Ted Cruz's book deal reportedly bigger than Sarah Palin's

Sen. Ted Cruz, R-Texas, speaks at the CPAC Conference, on March 6, 2014 in National Harbor, Md. Mark Wilson/Getty Images

Sen. Ted Cruz, R-Texas, is expected to receive an advance of nearly $1.5 million for his personal memoir, the Washington Examiner reports.

Cruz's advance surpasses those his fellow tea partiers have received. For instance, former Alaska Gov. Sarah Palin received $1.25 million for her 2009 book "Going Rogue," Sen. Marco Rubio, R-Fla., received an $800,000 advance for his 2012 memoir "An American Son." Meanwhile, former Secretary of State Hillary Clinton reportedly received a whopping $8 million for her 2003 memoir "Living History," though the financial terms for the book she is currently working on were not disclosed.

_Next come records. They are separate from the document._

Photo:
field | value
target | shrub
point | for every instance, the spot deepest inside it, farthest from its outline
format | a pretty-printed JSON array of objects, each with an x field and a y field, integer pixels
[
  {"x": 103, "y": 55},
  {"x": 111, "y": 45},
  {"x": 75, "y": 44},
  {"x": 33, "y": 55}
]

The book, to be published by HarperCollins, will reportedly cover Cruz's time in Washington and illustrate his vision for the future. Cruz only joined the Senate in 2010, but he has made a name for himself as a leader of the Senate's conservative faction and by leading the government shutdown in October.

On Wednesday, Cruz, who is widely considered a potential 2016 presidential candidate, delivered the keynote address at Liberty University's convocation, warning the students at the Christian school that Americans' religious liberty, "the very first liberty in the Bill of Rights, the very first protection we have, has never been more in peril than it is right now."

The Virginia university, founded by the late Rev. Jerry Falwell, is considered a testing ground for conservatives aiming for higher office who want to build support among social conservatives.

In his remarks, the Texas senator specifically cited the Hobby Lobby Supreme Court case as an example of the threat to religious liberties.

"If you listen to the media, they'll tell you this case is about whether people can access contraceptives," he said. "There's no dispute in this country," he continued, adding that anyone in this country who wants contraceptives can get them. The case, he said, is about "whether the federal government can force people to violate their religious beliefs and pay for the contraceptives of others."